Blomberg's appointments were seen as being enabled by his Royal connections.

Blomberg's main talents were for music. He was described as not being committed to his ecclesiastical duties, the church of the time being a career for a person “who would not inherit a title but needed a good income and somewhere to live”.  In 2025 a local newspaper in Somerset reported, “he is best remembered as an eccentric parish priest who used to play his violin in the church of St Peter & St Paul in Shepton Mallet instead of giving sermons. He was frequently seen trotting around the countryside in his carriage which he turned into a mobile music room, playing his beloved violin and delighting everyone who saw him.”

Blomberg died at Cripplegate on 23 March 1847 at age 85. His adopted daughter Anna-Maria, and her husband colonial officer Captain George Newberry, inherited Blomberg's fortune.

== Parentage ==
Blomberg's parents as recorded on his birth certificate were Lieutenant Frederick and Melissa Blomberg. The possibility of Frederick being King George III’s “reputed natural son” has been noted by various historical and modern sources including by his contemporary Whalley, and in Alumni Cantabrigienses (1940) where he studied, Latimer’s Annals of Bristol in the Nineteenth Century (1887) where he worked, by Historic England, the Institute of Historical Research and the BBC. Other sources have suggested Blomberg was the King's nephew, an illegitimate child of Edward, Duke of York.

Published in 1863 the memoirs of TS Whalley, who knew him, stated that Blomberg came to the attention of George III on hearing about the “real ghost story” concerning Blomberg's then late father.
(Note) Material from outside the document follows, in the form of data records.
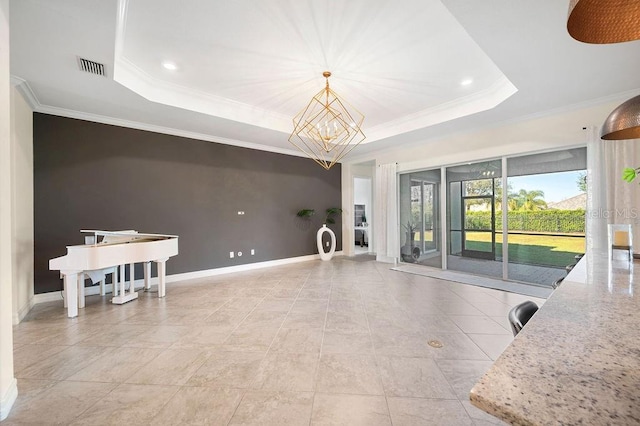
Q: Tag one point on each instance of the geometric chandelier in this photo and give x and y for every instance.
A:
(326, 130)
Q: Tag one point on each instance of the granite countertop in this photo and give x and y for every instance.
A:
(578, 360)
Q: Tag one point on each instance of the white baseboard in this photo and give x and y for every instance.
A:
(8, 399)
(93, 290)
(23, 311)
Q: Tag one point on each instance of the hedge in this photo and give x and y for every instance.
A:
(559, 221)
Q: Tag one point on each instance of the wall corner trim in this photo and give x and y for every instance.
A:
(8, 399)
(23, 311)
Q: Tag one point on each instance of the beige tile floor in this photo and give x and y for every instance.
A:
(317, 343)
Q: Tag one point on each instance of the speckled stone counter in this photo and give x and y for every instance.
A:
(578, 360)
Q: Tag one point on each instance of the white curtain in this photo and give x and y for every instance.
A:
(386, 215)
(611, 200)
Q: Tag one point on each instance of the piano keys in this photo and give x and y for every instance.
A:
(103, 253)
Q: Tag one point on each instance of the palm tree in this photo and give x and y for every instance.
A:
(531, 200)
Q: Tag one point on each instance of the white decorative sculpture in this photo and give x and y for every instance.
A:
(326, 255)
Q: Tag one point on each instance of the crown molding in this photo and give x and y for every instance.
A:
(479, 101)
(26, 92)
(63, 112)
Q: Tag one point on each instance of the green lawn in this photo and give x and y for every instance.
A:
(531, 249)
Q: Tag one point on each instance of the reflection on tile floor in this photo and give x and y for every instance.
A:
(314, 343)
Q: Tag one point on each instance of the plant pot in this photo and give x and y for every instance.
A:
(329, 254)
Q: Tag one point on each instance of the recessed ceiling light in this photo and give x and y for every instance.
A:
(170, 65)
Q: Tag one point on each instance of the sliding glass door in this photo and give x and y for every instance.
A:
(473, 238)
(420, 218)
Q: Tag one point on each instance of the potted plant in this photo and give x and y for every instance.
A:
(329, 219)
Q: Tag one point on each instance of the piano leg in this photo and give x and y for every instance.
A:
(71, 286)
(162, 271)
(132, 279)
(125, 297)
(147, 276)
(65, 296)
(81, 290)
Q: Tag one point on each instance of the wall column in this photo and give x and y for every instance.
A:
(8, 385)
On the basis of this story the King sent for him and for him “to be brought up with the young princes”.

In Northern Notes and Queries (1907) it was asserted that the Whalley account was incorrect, publishing a clarifying letter from a lieutenant who served with Blomberg's father. The letter claims that Blomberg's case was brought to Queen Charlotte's attention by one of the royal governesses, Mrs Cotesworth, and that it was the latter who adopted Blomberg and on leaving the royal household took Blomberg to live with her (while financially supported by Queen Chalotte).

In 2023 Blomberg's portrait by Richard Brompton was auctioned and bought by King Charles III for the Royal Collection.

== In popular culture ==
The Blomberg family were the subjects of one of the best-known ghost stories in Britain during Frederick's lifetime, appearing in 1823 in Accredited Ghost Stories as Apparition of Major Blomberg to the Governor.

In 2025 historical fiction book Prince George & Master Frederick by Rosalind Freeborn told Frederick Blomberg's story. The book received media coverage focused on Blomberg's connections to George III.